2.08  "EMPLOYER CONTRIBUTION ACCOUNT" means a separate account maintained on
      behalf of a Member, to which Employer contributions made in accordance
      with Section 4.03, together with investment gains and losses thereon, are
      allocated.

2.09  "FUND" means the fund established pursuant to the Plan and the Funding
      Agreement, to which all contributions under the Plan are made, and from
      which all entitlements under the Plan are to be paid.

2.10  "FUNDING AGENT" means an insurance company or trust company appointed by
      the Company from time to time to hold and administer the Fund, and
      includes any combinations or successors thereof. As of February 1, 2002,
      the Funding Agent is The Manufacturers Life Insurance Company.

2.11  "FUNDING AGREEMENT(S)" means such agreement or agreements now or hereafter
      entered into between the Company and the Funding Agent for purposes of the
      Plan, as may be in effect at the relevant time. As of February 1, 2002,
      the Funding Agreement for the Plan is Group Policy No. 20000470 issued by
      The Manufacturers Life Insurance Company.

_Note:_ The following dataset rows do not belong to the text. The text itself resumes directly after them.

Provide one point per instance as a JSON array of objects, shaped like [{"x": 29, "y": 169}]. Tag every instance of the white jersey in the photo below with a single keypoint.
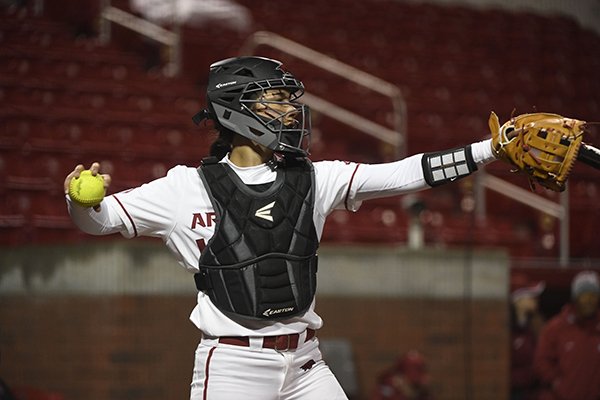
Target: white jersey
[{"x": 177, "y": 209}]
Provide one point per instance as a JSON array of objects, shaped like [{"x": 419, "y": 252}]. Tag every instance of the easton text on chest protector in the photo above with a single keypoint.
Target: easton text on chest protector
[{"x": 261, "y": 262}]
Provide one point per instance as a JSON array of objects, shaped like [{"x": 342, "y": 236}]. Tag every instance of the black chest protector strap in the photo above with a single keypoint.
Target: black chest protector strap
[{"x": 261, "y": 261}]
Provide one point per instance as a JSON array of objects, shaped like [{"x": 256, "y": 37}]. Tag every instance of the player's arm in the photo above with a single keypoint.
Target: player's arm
[{"x": 420, "y": 171}]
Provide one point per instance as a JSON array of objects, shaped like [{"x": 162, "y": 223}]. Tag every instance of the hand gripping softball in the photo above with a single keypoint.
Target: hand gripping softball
[{"x": 544, "y": 146}]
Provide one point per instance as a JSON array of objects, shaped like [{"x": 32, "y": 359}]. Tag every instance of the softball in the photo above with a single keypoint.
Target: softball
[{"x": 87, "y": 190}]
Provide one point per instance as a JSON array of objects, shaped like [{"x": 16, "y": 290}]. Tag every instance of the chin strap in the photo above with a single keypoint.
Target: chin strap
[{"x": 201, "y": 116}]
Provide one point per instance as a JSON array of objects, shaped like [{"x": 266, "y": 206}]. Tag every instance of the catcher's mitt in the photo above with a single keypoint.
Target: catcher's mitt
[{"x": 544, "y": 146}]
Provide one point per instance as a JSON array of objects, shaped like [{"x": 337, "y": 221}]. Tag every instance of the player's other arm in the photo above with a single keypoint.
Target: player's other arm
[
  {"x": 92, "y": 220},
  {"x": 420, "y": 171}
]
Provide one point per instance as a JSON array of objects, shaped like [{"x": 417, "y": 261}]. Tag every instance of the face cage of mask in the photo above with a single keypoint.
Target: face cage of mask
[{"x": 291, "y": 138}]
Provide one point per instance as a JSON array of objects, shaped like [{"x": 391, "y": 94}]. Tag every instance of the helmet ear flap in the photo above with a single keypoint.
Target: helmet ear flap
[{"x": 201, "y": 116}]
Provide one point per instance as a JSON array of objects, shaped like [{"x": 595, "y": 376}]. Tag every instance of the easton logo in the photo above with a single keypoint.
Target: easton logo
[
  {"x": 270, "y": 312},
  {"x": 265, "y": 212},
  {"x": 220, "y": 85}
]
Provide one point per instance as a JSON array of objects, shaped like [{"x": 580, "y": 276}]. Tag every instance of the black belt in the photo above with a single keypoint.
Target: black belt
[{"x": 279, "y": 342}]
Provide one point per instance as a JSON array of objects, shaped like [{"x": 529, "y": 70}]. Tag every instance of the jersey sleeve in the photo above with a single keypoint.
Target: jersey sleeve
[{"x": 347, "y": 185}]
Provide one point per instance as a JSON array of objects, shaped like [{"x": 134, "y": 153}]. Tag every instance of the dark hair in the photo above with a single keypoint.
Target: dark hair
[{"x": 222, "y": 145}]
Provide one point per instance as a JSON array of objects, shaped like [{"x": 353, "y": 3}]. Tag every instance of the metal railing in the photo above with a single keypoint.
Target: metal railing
[
  {"x": 396, "y": 136},
  {"x": 483, "y": 181},
  {"x": 172, "y": 40}
]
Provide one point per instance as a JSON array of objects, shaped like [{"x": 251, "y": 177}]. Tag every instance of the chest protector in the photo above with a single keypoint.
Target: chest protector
[{"x": 261, "y": 262}]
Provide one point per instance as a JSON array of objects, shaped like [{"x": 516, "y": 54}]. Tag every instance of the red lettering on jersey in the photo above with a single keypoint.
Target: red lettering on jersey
[
  {"x": 210, "y": 217},
  {"x": 198, "y": 219}
]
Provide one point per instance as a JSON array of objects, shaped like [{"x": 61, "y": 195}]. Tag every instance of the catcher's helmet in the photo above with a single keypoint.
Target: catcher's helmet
[{"x": 236, "y": 85}]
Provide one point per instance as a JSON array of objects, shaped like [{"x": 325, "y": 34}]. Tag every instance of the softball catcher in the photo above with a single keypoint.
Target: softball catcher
[{"x": 247, "y": 225}]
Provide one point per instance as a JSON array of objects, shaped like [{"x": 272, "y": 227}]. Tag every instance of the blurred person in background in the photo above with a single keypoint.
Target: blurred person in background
[
  {"x": 408, "y": 379},
  {"x": 567, "y": 359},
  {"x": 526, "y": 323}
]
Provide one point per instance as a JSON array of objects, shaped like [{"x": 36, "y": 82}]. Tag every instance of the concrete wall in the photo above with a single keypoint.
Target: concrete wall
[{"x": 109, "y": 321}]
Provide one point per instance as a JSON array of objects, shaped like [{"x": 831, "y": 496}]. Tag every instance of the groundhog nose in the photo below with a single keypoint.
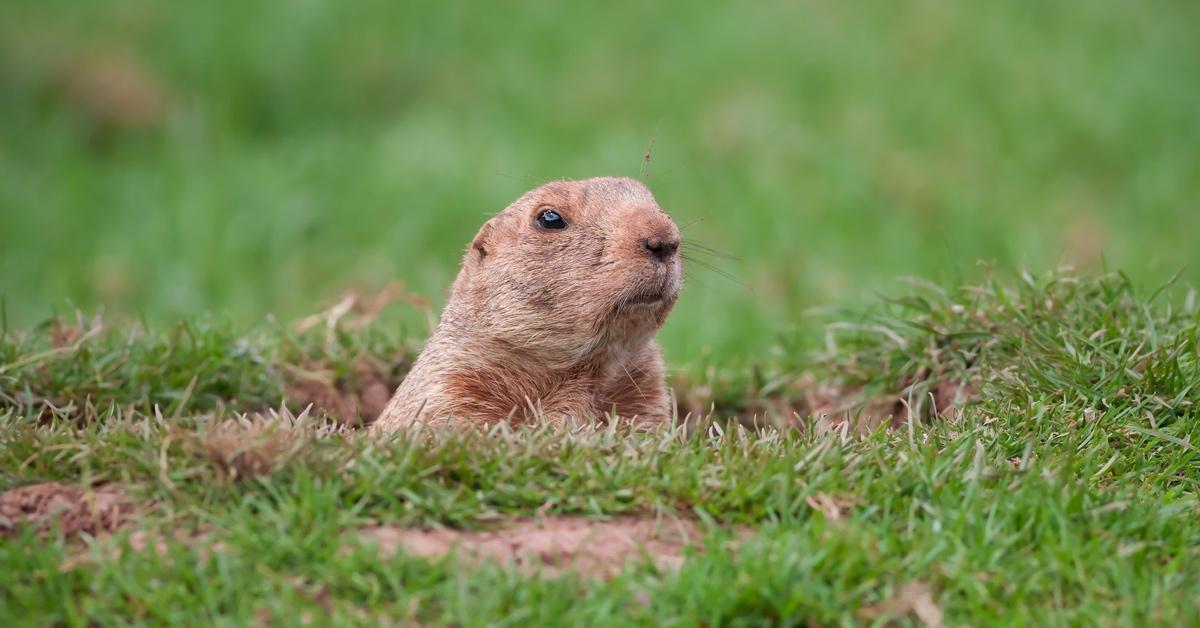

                                        4
<Page>

2.12  "INCOME TAX ACT" means the Income Tax Act (Canada), Statutes of Canada and
      the Regulations thereunder as amended or replaced from time to time.

2.13  "MEMBER" means an Employee who has satisfied the eligibility and
      participation conditions under Section 3, who maintains eligible status
      and who continues to be entitled to benefits or has rights under the Plan.
      "Member" excludes a former Member by whom or in respect of whom all monies
      to which the Member was entitled under all portions of the Plan have been
      paid or transferred in accordance with Section 8.01 or Section 9.04.

2.14  "MEMBER CONTRIBUTION ACCOUNT" means a separate account maintained on
      behalf of a Member, to which Member basic contributions made to the Plan
      in accordance with Section 4.01, together with investment gains and losses
      thereon, are allocated.

2.15  "PLAN YEAR" means the calendar year.

2.16  "PLAN" means the DRAXIS Retirement Savings Program, as amended from time
      to time, which consists of a group RRSP established pursuant to the terms
      of the Income Tax Act.

2.17  "RETIREMENT ACCOUNT" means the aggregate of the Member's Employer
      Contribution Account, Member Contribution Account and Voluntary
      Contribution Account balances.

2.18  "RRSP" means a retirement savings plan that is registered pursuant to
      Section 146 of the Income Tax Act.

2.19  "SPOUSE" means a Member's spouse or common law partner, as defined under
      the Income Tax Act.

                                        5
<Page>

2.20  "SPOUSAL ACCOUNT" means an account held for the Spouse of a Member under
      the Plan.

2.21  "UNIT" means a proportionate share in the value of a market based fund in
      which a Member invests.

2.22  "VALUATION DATE" shall mean the date on which the value of a Member's
      Employer Contribution Account, Member Contribution Account and Voluntary
      Contribution Account are determined, and shall be any business day of each
      month, or such other date as the Funding Agent may determine.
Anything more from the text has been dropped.